\u3000\u3 Guangdong Shaoneng Group Co.Ltd(000601) 628 China Life Insurance Company Limited(601628) )
China Life Insurance Company Limited(601628) disclosed that in the first quarterly report of 2022, the operating revenue during the reporting period was 343777 billion yuan, a year-on-year decrease of 8.0%; The net profit attributable to the parent company was 15.178 billion yuan, a year-on-year decrease of 46.9%. EPS0. 54 yuan / share, a year-on-year decrease of 46.9%; ROE3. 22%, down 3.01pct year-on-year.
During the reporting period, the investment side remained depressed, resulting in a significant decline in the company’s profit compared with the same period in 2021. In the first quarter, affected by the multi-point spread of the epidemic to suppress economic growth, the expectation of the Federal Reserve to raise interest rates and the outbreak of the Russian Ukrainian war, the performance of the equity market was depressed, and the performance of core indexes such as Shanghai Composite Index, Shanghai Composite Index 50 and Shanghai Shenzhen 300 were weaker than that in the same period in 2021. Affected by this, the total investment income of the company decreased by 31.6% year-on-year during the reporting period, dragging down the sharp decline in profits.
In addition to poor investment performance, the pressure on the liability side of the company remains. The scale of the company’s agents has declined for two consecutive years, and the staff increase strategy and epidemic disturbance have increased the difficulty of staff increase. The personal insurance manpower of the company decreased from 1613000 at the end of 2019 to 820000 at the end of 2021, with a decrease of nearly 50% in two years and an increase year by year. At the end of the reporting period, the company’s personal insurance manpower decreased to 780000, with a narrower decline. However, considering that the opening stage is the “main battlefield” for the annual increase of personnel, or there will be a “peak” of manpower in the year, and the sustainability of the impact of the epidemic in the future can not be ignored, how to achieve efficient increase of personnel in the short term is still an urgent problem to be solved on the liability side of the company.

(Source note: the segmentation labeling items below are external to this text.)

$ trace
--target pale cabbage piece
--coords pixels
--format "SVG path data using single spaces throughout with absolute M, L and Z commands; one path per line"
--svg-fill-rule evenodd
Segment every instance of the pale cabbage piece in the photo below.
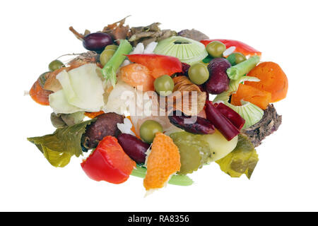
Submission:
M 119 81 L 110 92 L 107 102 L 103 108 L 105 113 L 115 112 L 119 114 L 127 114 L 135 106 L 136 90 L 127 83 Z
M 98 112 L 104 106 L 103 82 L 95 64 L 86 64 L 57 76 L 70 105 L 86 112 Z
M 72 114 L 82 111 L 81 108 L 69 103 L 63 90 L 50 94 L 49 102 L 49 106 L 56 114 Z

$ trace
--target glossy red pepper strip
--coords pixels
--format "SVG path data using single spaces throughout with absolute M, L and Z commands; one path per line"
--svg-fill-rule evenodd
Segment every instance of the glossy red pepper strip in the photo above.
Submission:
M 182 71 L 182 65 L 179 59 L 159 54 L 130 54 L 126 55 L 129 61 L 146 66 L 151 76 L 157 78 L 163 75 L 172 76 Z
M 230 141 L 240 133 L 240 131 L 236 128 L 224 115 L 223 115 L 211 102 L 206 102 L 206 114 L 208 121 L 216 126 L 216 128 L 228 140 Z
M 213 42 L 213 41 L 218 41 L 222 43 L 223 43 L 226 48 L 229 48 L 230 47 L 235 47 L 235 52 L 240 52 L 241 54 L 248 56 L 248 55 L 257 55 L 261 56 L 261 52 L 255 49 L 252 47 L 248 45 L 247 44 L 245 44 L 244 42 L 242 42 L 240 41 L 237 40 L 201 40 L 200 42 L 203 43 L 206 47 L 208 45 L 208 43 Z
M 214 104 L 214 107 L 224 115 L 237 128 L 238 130 L 244 126 L 245 120 L 241 116 L 230 107 L 226 106 L 223 103 Z
M 124 152 L 116 138 L 107 136 L 81 166 L 93 180 L 120 184 L 129 177 L 136 162 Z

However, from the premium data, the effect of “improving quality and efficiency” of agents is remarkable. In recent years, the company has been inclined to “quality” in terms of increasing staff. While the team capacity has increased steadily, the retention rate of the core agent team has remained at a high level. In the first quarter of the year, when the agents fell sharply (- 40%) year-on-year, the single digit of new single premium decreased year-on-year, the declining trend of new business value was alleviated to a certain extent, and the business structure continued to be optimized. It is expected that with the promotion of channel reform and the weakening of the impact of the epidemic, the inflection point of the debt end is expected to appear in the second half of the year.
The regulatory rules on solvency have changed, and the company’s core solvency is facing a test, but the two key indicators are still far higher than the regulatory requirements. Since the reporting period, the insurance industry has implemented the second generation and second phase rules in terms of solvency. The new regulations have a greater impact on the core solvency level of insurance enterprises. According to the company’s calculation, under the phase I and phase II rules, the difference between the comprehensive solvency adequacy ratio and the core solvency adequacy ratio is only 2.35pct and 65.31pct respectively. From the current point of view, the company’s business development mode at both ends of the negative capital will continue to be affected by the new regulations, which will put some pressure on the growth of core indicators such as profitability and embedded value. However, the company’s comprehensive and core solvency adequacy ratio are significantly higher than the regulatory requirements, the safety cushion is thick, and there is still enough room for adjustment, which has a controllable impact on the company’s long-term development.
Investment suggestion: the company has continuously promoted the Dingxin project for three years, and has achieved many results at present. However, since the beginning of the year, the impact of the epidemic has continued, and the changes in industry competition pattern and insurance consumption structure have brought many challenges to the company. We expect that 2022 will still be a key reform year for the company to constantly adjust and explore new development paradigms, and the change of product structure and accurate stratification of customer base will become the core concern. However, relying on the company’s strong customer base and group advantages, supplemented by financial technology empowerment and industrial chain extension and expansion, the company is expected to get out of the current situation, and the performance of the whole year can still be expected. After the new chairman takes office and the management adjustment is completed, the company’s “rejuvenating Guoshou” plan is expected to accelerate. We are still optimistic about the company’s long-term development prospects and maintain the “recommended” rating. The current valuation of the company is only 0.52x22evps, which has medium and long-term investment value. It is recommended to choose the appropriate configuration. The target price for the year is 33.5 yuan, corresponding to 0.7x22evps.
Risk tips: macroeconomic downside risk, policy risk, market risk and liquidity risk.